I’m pretty sure that Danita (Rast) Gardner is the first person I heard play this song. She can play hornpipes like NOBODY’S Busines.
I’ve played Bee’s Wing, Good for the Tongue, Mountain Ranger, and even Nimrod, but Hiawatha has to be the most difficult hornpipe I know. The A Part isn’t super tricky, but the B Part is truly a beast.
It’s not for the faint of heart.
Hiawatha Hornpipe according to Fiddler’s Companion
HIAWATHA. American (originally), Canadian; Hornpipe or Clog. B Flat Major. Standard tuning. AABB. It is possible this tune has some connection with the 1880 opera Hiawatha, by Edward E. Rice (music composition assisted by John J. Braham), composer of the earlier Evangeline. Rice was the Cambridge agent for the Cunard Company who attended a musical burlesque in Boston starring the popular actress Lydia Thompson, along with a bevy of scantily clad females called the British Blondes. The burlesque was but a vehicle for a rather prurient performance by the Blondes, who were the first to bare their legs and display their ample figures on stage.
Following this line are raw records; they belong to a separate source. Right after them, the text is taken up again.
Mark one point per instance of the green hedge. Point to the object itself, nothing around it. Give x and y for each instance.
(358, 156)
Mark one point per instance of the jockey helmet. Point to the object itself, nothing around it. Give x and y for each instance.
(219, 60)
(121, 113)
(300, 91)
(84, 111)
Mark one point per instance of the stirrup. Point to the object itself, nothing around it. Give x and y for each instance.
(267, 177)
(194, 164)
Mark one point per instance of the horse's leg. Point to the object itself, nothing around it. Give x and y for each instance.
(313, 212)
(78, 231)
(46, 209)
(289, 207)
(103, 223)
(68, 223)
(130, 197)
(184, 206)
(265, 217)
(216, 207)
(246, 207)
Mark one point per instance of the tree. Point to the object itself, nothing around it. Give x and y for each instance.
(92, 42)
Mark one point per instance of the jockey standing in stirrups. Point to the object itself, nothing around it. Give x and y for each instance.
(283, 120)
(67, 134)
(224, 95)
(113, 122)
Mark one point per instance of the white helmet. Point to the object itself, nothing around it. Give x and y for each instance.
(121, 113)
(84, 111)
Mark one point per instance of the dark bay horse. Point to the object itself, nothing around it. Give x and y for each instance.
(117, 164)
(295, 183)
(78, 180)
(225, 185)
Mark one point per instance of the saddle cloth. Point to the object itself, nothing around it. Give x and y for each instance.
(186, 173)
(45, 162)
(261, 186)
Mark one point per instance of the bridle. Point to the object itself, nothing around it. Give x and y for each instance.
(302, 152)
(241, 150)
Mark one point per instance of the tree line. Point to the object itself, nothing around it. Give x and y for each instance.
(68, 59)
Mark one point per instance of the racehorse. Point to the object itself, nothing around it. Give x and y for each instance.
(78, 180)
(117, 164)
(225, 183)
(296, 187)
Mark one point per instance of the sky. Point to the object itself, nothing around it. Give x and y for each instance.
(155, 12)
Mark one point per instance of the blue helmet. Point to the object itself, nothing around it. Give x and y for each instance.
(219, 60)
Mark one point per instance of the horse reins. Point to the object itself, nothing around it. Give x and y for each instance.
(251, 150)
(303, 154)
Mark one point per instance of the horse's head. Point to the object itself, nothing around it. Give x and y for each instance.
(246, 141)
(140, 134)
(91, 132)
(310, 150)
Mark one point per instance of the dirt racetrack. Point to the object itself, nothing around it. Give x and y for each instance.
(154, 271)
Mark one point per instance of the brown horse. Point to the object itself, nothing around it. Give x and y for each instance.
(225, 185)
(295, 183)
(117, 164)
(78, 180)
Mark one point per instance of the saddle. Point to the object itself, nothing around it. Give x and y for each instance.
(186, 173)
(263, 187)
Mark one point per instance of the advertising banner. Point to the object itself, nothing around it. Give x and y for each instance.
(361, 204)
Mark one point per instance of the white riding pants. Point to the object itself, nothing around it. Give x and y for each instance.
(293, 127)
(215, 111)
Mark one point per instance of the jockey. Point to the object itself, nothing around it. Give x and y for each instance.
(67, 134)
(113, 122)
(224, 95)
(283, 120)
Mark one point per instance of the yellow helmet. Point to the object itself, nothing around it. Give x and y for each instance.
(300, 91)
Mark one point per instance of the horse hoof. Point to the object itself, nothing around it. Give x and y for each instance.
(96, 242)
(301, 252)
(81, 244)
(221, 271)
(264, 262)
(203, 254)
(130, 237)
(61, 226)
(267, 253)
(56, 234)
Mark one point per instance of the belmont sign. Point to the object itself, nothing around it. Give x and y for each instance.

Rice and a friend, Cheever Goodwin, wagered they could make a better burlesque that would be free from vulgarity, and took the Longfellow poem Evangline as the basis for their first work. It was not critically well received, but after some reworking it hit a chord with the public, and was successfully run and revived for some 20 years. Rice next tried a piece cast in the same mould, Hiawatha, but it was not only a critical flop, but failed to gain popular support as well. A scene of the work was produced by the Apollo Club of Boston in 1886, for male chorus, solo and orchestra. Cole (1000 Fiddle Tunes), 1940; pg. 90. Cranford (Jerry Holland’s), 1995; No. 43, pg. 13. Ryan’s Mammoth Collection, 1883; pg. 124. Rounder Records, “Jerry Holland” (1976).